Because the alleged practices of American interrogators took place during the previous Bush administration, Clinton has the small luxury of being able to be somewhat elusive. And she seemed to handle the political and diplomatic sides of the issue better than Thai officials, whose blunt denials about the existence of an American secret facility have never wavered.
In other words, the Washington Post's stories fly more in the face of the Thai versions of events than those of the Obama administration.
Prime Minister Abhisit Vejjajiva and Deputy Prime Minister Thaugsuban have denied that Bangkok and Washington had ever collaborated to torture suspected terrorists.
Asean Affairs Department director Vitavas Srivihok said the Post's latest report might be aimed at discrediting Thailand as the chair of the Association of Southeast Asian Nations. Foreign Affairs Minister Kasit Piromya was quoted as saying that the report was groundless and that Thailand had never let the United States build a torture facility on its soil.
Diplomatically and politically, Clinton may have scored 7 out of 10 and the Thais only 4. Problem is, this issue is as much a moral one as it is a diplomatic one. And no amount of diplomacy can blur the real moral questions, the biggest one being whether what the Americans (allegedly) did is right or wrong.
To be fair to the Thai government, what is the better option between totally dismissing the allegations or making itself and the whole country a political - or worse - target of the Muslim world? Saying "Yes, we have allowed suspected Islamic militants to be tortured here" will have unknown consequences that nobody wants to discover.
Thailand, like America, has a responsibility to respect human rights, but which country is better poised to fulfil that responsibility? That Hillary Clinton seemed to come out of it better diplomatically does not mean that responsibility has been fulfilled as far as the Americans are concerned. Most of all, the crux of this issue involves something that has allegedly taken place behind guarded walls. What happens at a press conference podium is a mere sideshow.
What Clinton said during her visit to Thailand will matter only if she and the new US administration mean it and follow up with tangible action.
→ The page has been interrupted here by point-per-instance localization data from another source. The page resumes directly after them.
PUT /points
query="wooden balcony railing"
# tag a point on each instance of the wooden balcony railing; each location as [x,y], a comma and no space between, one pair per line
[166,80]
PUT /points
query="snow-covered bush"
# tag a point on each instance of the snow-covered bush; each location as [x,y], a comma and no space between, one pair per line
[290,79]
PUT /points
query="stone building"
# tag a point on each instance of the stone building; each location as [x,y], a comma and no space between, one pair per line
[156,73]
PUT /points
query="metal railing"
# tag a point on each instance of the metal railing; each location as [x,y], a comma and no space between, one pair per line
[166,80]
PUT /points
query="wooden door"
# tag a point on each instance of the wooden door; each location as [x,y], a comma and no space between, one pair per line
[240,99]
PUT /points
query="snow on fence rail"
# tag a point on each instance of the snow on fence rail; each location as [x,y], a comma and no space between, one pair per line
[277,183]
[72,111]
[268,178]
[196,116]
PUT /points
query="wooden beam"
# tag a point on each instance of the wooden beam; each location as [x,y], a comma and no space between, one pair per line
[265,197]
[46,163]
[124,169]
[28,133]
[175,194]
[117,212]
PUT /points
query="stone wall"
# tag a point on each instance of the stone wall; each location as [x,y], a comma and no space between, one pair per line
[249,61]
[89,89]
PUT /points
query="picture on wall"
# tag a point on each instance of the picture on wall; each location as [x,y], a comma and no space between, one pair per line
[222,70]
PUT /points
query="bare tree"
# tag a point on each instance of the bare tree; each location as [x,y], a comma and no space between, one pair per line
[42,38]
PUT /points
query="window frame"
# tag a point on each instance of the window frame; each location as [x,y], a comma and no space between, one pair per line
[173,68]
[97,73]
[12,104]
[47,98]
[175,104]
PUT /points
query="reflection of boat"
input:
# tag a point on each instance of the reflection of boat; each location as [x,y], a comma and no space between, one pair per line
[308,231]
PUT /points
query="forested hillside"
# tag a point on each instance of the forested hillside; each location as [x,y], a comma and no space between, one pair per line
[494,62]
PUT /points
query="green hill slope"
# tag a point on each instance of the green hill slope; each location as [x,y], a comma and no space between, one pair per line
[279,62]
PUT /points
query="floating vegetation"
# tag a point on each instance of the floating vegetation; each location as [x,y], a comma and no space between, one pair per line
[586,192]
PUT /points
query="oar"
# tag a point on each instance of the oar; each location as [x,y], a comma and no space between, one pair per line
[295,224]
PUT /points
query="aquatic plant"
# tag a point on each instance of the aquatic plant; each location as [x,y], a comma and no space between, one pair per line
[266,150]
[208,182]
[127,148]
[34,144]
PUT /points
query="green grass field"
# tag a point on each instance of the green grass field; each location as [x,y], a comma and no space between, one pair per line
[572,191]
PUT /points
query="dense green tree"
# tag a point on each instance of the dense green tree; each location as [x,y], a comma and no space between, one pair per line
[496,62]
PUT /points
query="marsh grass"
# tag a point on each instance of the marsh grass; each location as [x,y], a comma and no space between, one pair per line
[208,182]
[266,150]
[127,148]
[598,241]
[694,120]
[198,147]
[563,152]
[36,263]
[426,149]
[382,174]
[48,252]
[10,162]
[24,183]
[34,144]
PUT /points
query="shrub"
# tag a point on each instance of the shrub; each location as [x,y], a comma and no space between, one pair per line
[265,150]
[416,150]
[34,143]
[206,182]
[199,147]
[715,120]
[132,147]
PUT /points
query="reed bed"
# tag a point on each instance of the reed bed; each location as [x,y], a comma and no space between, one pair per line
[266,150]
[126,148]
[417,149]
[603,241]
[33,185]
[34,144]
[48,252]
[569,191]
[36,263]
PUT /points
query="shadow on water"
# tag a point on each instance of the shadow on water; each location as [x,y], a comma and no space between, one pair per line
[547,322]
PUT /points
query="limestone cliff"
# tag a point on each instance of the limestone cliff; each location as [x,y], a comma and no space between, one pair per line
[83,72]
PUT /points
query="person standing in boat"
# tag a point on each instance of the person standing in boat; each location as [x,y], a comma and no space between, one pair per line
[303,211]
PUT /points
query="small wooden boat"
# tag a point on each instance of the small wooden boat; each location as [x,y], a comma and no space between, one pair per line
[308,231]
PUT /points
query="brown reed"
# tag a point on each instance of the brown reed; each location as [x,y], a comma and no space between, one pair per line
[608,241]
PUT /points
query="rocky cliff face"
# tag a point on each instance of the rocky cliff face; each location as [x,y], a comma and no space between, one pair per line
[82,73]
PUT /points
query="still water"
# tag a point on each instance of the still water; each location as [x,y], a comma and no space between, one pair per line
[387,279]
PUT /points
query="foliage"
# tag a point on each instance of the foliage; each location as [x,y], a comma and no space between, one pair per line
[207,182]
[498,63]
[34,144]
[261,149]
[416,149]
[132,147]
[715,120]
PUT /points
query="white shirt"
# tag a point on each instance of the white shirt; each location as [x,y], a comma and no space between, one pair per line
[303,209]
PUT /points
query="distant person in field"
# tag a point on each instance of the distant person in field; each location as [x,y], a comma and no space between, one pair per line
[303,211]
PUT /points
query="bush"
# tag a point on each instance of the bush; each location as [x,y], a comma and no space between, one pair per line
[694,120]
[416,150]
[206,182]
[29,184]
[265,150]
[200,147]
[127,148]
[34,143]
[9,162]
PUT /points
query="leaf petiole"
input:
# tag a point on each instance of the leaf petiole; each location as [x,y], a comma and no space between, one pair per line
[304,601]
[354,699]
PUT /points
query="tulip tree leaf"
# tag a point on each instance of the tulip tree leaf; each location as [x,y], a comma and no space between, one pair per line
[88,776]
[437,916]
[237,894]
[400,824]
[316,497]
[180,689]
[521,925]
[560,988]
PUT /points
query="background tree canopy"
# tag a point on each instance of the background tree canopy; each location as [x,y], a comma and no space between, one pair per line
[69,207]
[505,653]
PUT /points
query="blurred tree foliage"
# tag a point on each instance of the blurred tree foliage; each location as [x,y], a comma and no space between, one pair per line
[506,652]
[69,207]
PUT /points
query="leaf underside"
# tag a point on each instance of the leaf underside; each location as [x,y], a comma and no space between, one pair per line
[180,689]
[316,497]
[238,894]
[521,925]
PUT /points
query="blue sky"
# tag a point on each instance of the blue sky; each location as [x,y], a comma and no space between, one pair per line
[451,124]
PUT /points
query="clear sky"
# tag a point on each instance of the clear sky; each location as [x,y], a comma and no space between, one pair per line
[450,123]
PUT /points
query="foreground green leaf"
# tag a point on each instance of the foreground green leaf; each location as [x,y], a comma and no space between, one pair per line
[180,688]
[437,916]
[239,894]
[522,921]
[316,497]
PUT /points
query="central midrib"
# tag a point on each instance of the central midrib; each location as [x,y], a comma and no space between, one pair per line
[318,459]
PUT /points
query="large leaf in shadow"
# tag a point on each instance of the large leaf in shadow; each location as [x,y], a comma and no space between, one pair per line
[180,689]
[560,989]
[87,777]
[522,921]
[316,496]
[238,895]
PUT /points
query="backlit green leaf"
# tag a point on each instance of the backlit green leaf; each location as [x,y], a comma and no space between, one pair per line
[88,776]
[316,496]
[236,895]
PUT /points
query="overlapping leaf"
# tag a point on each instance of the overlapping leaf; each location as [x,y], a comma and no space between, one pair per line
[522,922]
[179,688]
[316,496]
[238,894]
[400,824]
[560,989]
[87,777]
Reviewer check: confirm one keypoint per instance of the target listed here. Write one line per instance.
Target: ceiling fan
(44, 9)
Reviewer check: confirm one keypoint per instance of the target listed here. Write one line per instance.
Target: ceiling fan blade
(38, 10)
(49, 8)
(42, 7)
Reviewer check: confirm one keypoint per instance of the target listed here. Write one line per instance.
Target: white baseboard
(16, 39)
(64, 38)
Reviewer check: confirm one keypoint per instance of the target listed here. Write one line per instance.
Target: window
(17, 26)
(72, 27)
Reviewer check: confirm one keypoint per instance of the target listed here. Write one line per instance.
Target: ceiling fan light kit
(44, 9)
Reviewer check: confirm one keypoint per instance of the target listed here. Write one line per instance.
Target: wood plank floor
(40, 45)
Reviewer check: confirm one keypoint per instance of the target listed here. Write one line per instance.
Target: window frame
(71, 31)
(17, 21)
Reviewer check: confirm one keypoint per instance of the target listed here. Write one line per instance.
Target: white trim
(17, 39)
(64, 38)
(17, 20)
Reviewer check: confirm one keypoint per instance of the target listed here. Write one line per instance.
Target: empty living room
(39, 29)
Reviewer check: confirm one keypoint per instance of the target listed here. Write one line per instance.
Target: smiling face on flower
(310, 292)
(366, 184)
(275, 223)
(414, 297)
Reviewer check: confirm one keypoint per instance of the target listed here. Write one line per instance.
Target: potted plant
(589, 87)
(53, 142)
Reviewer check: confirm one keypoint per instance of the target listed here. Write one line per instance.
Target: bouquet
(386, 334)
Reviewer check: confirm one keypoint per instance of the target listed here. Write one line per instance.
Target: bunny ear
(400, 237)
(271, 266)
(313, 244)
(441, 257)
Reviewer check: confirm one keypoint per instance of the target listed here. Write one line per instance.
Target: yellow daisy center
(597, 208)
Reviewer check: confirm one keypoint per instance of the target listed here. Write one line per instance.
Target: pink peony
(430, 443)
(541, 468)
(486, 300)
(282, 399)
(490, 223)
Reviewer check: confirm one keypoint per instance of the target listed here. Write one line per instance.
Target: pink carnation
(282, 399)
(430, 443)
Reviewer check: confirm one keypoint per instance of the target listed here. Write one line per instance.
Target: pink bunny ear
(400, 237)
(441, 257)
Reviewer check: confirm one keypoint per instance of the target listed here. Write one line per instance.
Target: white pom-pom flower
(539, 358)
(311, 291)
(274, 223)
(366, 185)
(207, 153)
The previous American government's mindset was not "We will try not to do it", but "We have to do it and we have to figure out a way not to get caught". The Bush administration brushed aside moral implications regarding torturing suspects, and concentrated on evading legal and constitutional difficulties. Since the American interrogators would have faced those obstacles if suspects were tortured inside the United States, the alleged militants had to be flown to a far-flung country for the rough treatment.
So, we can only hope that when Clinton said that America would from now adhere to "open, internationally accepted norms", she meant that American officials will not go anywhere else and do anything that is legally and constitutionally unacceptable in the United States. We hope she meant that even if legal loopholes exist in certain countries to allow any action that is unacceptable in America, the United States would not take advantage of them.
There are a number of moral matters that Clinton has raised during her "America is back to Asia" visit. The Burmese junta, North Korea and Iran have done things that are very morally wrong in the eyes of Washington. Democracy and human rights are what Americans preach, if not demand, wherever they go, and there is hardly any compromise when it's others who commit offences.
The "torture chamber", if it existed, is something different. It's something in which simple morals were sacrificed for what has been described as greater morals, and it is not backed by America's own legal and constitutional principles. If America really means to come back to Asia for the long haul, it has to do so as Hillary Clinton promises - on an equal footing and outside any dark chamber.